After a minor surgery to correct an issue with her palate that may have contributed to the bleeding, the Autrys still believed, based on the races she ran in New York, that they have an elite horse, even if her last two races hadn’t shown it.
“If her last two races are throw-outs, then she still has the ability to be as good as we thought she was,” George Autry said. “Obviously we don’t know. She sure didn’t prove it in those. Either they’re throw-outs or not. So we wanted to give her one good chance at a closer track.”
That track was Baltimore’s Pimlico, in the Black-Eyed Susan. What the Oaks is to the Derby, the Black-Eyed Susan is to the Preakness. There were fewer variables, a new jockey, old aspirations.
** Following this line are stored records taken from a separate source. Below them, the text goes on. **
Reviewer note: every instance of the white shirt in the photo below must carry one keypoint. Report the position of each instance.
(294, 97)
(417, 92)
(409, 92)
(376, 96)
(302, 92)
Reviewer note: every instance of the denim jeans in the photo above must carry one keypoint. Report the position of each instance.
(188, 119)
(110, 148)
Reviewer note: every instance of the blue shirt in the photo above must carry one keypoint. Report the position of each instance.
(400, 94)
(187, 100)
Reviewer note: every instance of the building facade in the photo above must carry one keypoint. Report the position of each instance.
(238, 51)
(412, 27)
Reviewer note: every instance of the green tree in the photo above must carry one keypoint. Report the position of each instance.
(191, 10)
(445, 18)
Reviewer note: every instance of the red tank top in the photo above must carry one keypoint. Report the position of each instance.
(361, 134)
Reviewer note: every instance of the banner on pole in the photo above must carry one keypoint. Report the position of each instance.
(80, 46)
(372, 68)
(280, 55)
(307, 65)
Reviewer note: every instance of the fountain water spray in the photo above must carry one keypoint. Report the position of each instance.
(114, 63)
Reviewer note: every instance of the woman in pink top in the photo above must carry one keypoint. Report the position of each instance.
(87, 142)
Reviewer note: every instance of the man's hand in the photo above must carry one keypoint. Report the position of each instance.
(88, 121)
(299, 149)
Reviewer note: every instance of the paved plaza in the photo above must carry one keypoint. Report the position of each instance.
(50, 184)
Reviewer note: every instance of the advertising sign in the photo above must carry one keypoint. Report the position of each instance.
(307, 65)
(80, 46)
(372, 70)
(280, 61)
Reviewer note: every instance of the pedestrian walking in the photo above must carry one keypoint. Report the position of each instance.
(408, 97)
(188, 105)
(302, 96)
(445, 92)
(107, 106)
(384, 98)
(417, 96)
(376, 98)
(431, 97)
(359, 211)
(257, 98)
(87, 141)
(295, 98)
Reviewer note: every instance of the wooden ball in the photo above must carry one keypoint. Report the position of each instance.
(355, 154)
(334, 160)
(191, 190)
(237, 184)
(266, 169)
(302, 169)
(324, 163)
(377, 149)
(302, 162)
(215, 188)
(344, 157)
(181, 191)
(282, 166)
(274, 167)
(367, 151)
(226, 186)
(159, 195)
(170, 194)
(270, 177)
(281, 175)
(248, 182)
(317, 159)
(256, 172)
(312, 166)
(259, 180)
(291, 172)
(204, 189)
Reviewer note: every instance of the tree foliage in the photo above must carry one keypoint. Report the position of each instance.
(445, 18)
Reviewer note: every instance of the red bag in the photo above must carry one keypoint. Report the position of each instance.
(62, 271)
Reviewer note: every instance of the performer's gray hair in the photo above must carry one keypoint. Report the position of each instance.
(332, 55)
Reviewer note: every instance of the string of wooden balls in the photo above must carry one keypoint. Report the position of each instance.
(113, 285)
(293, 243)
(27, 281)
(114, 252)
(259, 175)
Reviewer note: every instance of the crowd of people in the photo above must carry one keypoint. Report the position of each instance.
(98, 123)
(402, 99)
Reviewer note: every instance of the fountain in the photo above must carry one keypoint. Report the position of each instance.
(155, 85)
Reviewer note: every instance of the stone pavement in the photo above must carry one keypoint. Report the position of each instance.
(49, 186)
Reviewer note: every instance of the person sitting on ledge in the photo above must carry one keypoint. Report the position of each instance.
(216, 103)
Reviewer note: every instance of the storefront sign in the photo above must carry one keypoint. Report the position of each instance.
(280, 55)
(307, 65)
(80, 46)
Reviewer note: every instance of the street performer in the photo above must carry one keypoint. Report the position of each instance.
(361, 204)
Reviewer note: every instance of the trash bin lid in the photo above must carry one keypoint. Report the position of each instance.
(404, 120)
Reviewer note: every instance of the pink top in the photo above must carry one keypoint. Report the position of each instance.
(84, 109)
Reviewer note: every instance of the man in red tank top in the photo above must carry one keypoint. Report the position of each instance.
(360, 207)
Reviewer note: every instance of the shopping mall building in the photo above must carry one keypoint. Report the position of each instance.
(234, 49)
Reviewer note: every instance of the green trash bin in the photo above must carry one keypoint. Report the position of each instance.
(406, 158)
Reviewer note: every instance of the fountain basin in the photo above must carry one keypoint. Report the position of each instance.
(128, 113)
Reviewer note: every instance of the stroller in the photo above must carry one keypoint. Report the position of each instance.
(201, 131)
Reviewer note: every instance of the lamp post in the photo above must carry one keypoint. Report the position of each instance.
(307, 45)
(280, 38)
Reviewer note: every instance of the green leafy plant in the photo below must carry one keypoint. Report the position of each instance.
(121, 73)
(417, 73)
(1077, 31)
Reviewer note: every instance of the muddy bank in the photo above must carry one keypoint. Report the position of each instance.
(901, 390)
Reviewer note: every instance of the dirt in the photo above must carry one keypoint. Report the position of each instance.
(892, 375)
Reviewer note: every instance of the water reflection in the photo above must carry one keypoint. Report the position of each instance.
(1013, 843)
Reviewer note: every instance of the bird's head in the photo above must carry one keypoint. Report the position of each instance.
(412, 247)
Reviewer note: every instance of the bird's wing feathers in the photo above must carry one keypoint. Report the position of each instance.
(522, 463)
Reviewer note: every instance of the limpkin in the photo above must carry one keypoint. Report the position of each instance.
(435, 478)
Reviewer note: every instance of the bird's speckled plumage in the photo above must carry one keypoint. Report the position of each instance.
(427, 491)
They passed on another, shorter race on the card that might have been an easier spot to give her one last chance to show what she could do on one of racing’s biggest stages – nationally televised on NBC Sports Network amid the gaiety of Preakness weekend.
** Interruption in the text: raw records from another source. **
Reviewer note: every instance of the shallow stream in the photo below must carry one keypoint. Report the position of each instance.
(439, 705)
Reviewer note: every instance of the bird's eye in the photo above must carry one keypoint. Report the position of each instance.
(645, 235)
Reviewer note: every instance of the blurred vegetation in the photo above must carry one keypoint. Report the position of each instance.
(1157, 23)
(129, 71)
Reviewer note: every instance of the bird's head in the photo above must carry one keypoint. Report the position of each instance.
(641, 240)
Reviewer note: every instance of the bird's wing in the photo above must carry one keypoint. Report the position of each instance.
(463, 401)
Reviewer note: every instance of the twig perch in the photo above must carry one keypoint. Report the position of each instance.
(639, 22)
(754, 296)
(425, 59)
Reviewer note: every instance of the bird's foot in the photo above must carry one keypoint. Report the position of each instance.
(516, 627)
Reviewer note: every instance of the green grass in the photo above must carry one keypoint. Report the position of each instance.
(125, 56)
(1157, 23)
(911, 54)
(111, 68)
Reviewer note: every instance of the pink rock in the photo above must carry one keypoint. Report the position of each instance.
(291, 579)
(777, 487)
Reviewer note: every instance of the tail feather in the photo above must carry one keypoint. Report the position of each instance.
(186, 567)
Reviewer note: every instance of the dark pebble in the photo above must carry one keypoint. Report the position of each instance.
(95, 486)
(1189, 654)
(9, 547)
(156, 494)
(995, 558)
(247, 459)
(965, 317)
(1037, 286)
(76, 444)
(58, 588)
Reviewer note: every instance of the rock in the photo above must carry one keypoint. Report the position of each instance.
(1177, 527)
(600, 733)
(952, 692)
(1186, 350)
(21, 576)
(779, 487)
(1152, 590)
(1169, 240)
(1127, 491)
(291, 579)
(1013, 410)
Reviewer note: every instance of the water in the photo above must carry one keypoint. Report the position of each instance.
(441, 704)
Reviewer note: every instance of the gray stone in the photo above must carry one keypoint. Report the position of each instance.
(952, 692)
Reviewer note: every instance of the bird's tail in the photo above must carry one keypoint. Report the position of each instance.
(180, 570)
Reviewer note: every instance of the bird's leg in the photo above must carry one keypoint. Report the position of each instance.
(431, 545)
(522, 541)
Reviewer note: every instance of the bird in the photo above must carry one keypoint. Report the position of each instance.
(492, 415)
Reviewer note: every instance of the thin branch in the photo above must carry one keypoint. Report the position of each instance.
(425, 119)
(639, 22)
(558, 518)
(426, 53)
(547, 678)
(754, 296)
Lady Banks broke slowly and ran last all the way around the track, finishing 34 lengths behind winner Fiftyshadesofhay, 12 lengths behind the next horse up the track.
If you believe horses want to race – it’s in their blood, bred going back hundreds of years – and you love being around them, you’re going to race them. That makes it hurt all the more when you lose a horse like Bellacourt or a promising horse like Lady Banks can’t deliver on that potential. That makes the gap between success and failure seem tiny at times and insurmountable at others.
One of Autrys’ horses, Sampson County, finished only seven lengths back in a race last November. The winner of that race was Orb, who went on to win the Kentucky Derby six months later. Sampson County has raced only once since and has yet to win.
That’s the game, the good and the bad. It’s in their blood now, too.
“I don’t think either Jeff or myself thought they were in for the long term,” said Miller, who is boarding Hasta Luego on her farm until he can find a permanent home. “That was OK. It’s always good to get new people into racing. But they just keep showing up. They came to Saratoga and had a great time. The nice thing about both of them is they take their lumps with a sense of humor. That’s a big deal in this game. There’s a lot of lumps. You have to learn to like them.”
The Autrys entered three horses that weekend, Lady Banks and two promising 2-year-olds making their debuts. Two finished last. One finished second-to-last. They took their lumps.
“We’re pretty disappointed and confused,” George Autry said. “But we’re just lucky to have horses that can put you in a position like that. Next time, maybe we’ll have a better outcome.”
Lady Banks will undergo an MRI exam Monday to check for any hidden physical issues. If that comes up clean, she still has a bright future. Because she was bred in Ontario, Lady Banks could race in restricted races there that might offer better purses at an easier level of competition. While she has struggled at longer distances, she’s a proven sprinter. She may yet end up winning a lot of races, making a lot of money, taking the Autrys on the kind of ride they thought they were going to get this spring.
Lady Banks isn’t the horse they hoped she would be, not at this point in her career. She isn’t the next Bellacourt. Now they have to get her back to being the horse they thought she was, in a game where nothing is ever as you think it is.